The next major step was to tell my loved ones. I was getting increasingly irritated by my relatives and friends asking me, “so who is your girlfriend?”
I wanted to come out.
I am very close to my mother. The truth I was hiding from her was making me very irritable and snappy. One day, I decided to tell her. My mom Padma, was very hesitant to accept my sexuality when I first told her. I was very upset as she means the world to me.
The next day, I decided to have a dinner table conversation with her. I told her:
Mom, if you want me to get married to a woman, I will. If you think you want grand children, I really can help producing them, I am not unwell or impotent. But I will not love my wife, she will live a life waiting for me to love her back the way she always imagined she would be loved.
There was pin drop silence, but my mom intonated with her eyes, and signalled me to continue.
I said “Mom, suggest that I get married to a woman, only and only if you had a girl child and you would knowingly get her married to a gay guy.”
At this point, Mom got up from her chair and hugged me. She accepted me the way I was. Though there are times when she is still worried about companionship for me when I am old, and would suggest that I find a boyfriend or (weirdly and annoyingly) ask me if I would consider entering into a marriage of convenience with a lesbian, she has accepted my sexuality.
This gave me confidence, from a shy boy who had a challenging past, I metamorphosed into a voice not just for myself, but many like me.
Whether it was about standing for animals, or standing up as a witness in the Tehelka Rape Case or with my friend Suzette even after her death or screaming aloud in the streets for the rights of children and of the LGBT community, the road of courage, began with self acceptance. Today, I can proudly say that I love the man in my mirror.
I would like to add though, that my mom’s acceptance, and then my assertion of my sexuality is not the only truth. Not all mothers are like Padma. Every story of coming out is unique. Not everyone can afford to come out too. There is no compulsion. And there is no one size fits all. Every gay person is as different as peas in the pod.
Not everyone can tell their story. Some are pushed into closets. But what one can choose to do definitely, is to not get a woman into the frame.
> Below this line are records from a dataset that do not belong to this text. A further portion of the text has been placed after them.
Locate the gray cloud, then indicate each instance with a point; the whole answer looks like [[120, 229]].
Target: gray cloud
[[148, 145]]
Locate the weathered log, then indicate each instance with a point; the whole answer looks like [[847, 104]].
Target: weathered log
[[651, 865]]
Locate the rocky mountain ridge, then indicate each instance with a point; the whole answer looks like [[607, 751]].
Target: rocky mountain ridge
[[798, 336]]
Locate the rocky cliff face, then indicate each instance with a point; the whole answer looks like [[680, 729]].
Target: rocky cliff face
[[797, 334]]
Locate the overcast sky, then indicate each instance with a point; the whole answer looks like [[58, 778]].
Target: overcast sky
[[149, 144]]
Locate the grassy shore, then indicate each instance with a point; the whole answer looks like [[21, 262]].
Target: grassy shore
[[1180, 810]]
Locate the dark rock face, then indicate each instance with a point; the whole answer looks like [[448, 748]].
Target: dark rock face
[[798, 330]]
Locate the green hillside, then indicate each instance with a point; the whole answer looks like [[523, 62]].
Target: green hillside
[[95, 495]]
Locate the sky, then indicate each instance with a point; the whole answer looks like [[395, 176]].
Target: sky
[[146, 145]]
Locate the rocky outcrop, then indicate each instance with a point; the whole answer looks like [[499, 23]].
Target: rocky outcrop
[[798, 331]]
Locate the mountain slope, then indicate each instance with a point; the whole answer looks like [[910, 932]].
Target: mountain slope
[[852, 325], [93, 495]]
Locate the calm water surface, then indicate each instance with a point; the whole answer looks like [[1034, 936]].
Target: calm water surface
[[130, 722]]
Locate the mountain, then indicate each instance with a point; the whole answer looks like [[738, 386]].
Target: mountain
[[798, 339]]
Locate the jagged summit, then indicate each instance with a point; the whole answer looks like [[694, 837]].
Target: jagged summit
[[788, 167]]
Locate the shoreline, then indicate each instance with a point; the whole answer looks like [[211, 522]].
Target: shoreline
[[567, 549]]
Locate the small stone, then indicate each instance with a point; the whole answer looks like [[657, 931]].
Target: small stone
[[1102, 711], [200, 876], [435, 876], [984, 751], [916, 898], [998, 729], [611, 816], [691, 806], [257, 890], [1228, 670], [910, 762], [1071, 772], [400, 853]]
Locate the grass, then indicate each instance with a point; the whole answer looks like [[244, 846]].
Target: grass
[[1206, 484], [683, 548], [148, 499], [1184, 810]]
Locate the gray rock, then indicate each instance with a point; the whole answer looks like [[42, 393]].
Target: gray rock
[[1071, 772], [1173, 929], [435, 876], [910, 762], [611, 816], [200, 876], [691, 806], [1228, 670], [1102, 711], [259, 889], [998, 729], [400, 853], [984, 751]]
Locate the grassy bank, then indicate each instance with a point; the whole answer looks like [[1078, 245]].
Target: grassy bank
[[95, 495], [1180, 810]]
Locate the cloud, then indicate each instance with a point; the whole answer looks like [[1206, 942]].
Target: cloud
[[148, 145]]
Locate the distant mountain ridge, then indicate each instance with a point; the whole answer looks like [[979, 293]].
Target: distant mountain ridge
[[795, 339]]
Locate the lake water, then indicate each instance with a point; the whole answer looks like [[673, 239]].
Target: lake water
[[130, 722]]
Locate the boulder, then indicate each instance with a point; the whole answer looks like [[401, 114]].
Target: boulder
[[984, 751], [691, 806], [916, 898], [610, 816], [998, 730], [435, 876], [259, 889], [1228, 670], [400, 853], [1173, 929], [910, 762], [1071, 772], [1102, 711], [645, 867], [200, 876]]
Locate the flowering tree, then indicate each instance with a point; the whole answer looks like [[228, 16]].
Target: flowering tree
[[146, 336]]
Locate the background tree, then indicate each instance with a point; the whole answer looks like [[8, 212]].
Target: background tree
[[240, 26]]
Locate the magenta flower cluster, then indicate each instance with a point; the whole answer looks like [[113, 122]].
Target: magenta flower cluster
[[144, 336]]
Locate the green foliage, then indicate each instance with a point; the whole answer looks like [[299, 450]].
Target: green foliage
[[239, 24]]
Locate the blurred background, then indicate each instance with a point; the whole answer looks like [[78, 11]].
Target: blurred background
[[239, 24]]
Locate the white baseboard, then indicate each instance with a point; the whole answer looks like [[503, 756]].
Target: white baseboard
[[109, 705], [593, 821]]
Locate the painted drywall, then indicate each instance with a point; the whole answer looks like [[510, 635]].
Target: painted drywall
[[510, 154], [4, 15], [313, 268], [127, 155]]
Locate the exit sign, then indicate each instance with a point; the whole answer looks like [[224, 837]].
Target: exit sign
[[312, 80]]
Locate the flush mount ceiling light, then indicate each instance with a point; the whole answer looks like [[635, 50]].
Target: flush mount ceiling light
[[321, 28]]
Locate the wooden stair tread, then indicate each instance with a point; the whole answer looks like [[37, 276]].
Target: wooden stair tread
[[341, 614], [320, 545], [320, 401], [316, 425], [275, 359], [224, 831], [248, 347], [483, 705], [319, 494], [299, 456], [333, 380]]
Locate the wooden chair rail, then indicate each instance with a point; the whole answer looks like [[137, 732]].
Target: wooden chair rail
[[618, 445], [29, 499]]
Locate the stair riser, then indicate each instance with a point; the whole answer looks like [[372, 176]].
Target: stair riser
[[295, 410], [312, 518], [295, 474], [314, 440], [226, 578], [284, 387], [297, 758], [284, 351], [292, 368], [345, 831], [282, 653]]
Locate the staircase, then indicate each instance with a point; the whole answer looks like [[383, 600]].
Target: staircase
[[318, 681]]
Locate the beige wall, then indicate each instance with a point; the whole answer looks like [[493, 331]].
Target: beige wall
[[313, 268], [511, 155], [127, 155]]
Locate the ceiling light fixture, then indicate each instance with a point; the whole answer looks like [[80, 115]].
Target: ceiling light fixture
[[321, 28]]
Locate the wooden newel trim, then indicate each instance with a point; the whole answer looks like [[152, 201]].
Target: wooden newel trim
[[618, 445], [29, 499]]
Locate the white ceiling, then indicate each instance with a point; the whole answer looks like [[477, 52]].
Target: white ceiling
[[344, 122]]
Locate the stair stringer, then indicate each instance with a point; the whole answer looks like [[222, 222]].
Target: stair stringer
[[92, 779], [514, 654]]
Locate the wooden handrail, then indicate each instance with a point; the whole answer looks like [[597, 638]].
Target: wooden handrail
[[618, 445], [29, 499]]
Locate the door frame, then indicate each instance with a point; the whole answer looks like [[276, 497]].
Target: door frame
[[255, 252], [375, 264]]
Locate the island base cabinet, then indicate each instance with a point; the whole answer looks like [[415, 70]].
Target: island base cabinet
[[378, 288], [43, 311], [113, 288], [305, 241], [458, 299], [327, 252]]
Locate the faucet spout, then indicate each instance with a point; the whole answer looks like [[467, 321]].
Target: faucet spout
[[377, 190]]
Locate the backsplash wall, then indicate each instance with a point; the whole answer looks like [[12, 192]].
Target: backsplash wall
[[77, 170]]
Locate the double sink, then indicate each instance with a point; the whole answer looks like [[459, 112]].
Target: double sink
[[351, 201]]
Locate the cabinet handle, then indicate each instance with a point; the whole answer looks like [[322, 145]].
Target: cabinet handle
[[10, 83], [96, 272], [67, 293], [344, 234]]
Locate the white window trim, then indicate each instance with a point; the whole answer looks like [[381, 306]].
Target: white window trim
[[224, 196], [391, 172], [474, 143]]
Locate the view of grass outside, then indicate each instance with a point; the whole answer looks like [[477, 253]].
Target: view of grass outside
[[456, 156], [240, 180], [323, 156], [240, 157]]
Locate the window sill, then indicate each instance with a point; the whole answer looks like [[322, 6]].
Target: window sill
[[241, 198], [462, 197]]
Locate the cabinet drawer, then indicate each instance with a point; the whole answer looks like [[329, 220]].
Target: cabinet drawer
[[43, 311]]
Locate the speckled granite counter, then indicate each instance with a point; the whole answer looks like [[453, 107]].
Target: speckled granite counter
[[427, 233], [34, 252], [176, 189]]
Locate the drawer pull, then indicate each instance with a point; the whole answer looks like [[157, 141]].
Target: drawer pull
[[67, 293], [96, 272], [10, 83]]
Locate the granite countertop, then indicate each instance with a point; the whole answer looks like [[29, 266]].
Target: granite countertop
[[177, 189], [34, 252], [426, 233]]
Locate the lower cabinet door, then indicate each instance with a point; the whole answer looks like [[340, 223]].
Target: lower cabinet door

Dr. Priya’s death was avoidable. She deserved to be married to someone who loved her, or the life of a happy spinster. She didn’t deserve to be pushed to a point that she would die unhappy leaving behind a suicide Facebook update on how she was harassed by her husband who was gay.
There are some gay men like Dr. Priya’s husband , not all. The only stereotype I wish was always true for gay people is “A Girl’s Best Friend”. And the only relationships that women have with gay men I wish are that of a sister, mother, aunt or a crazy fag hag.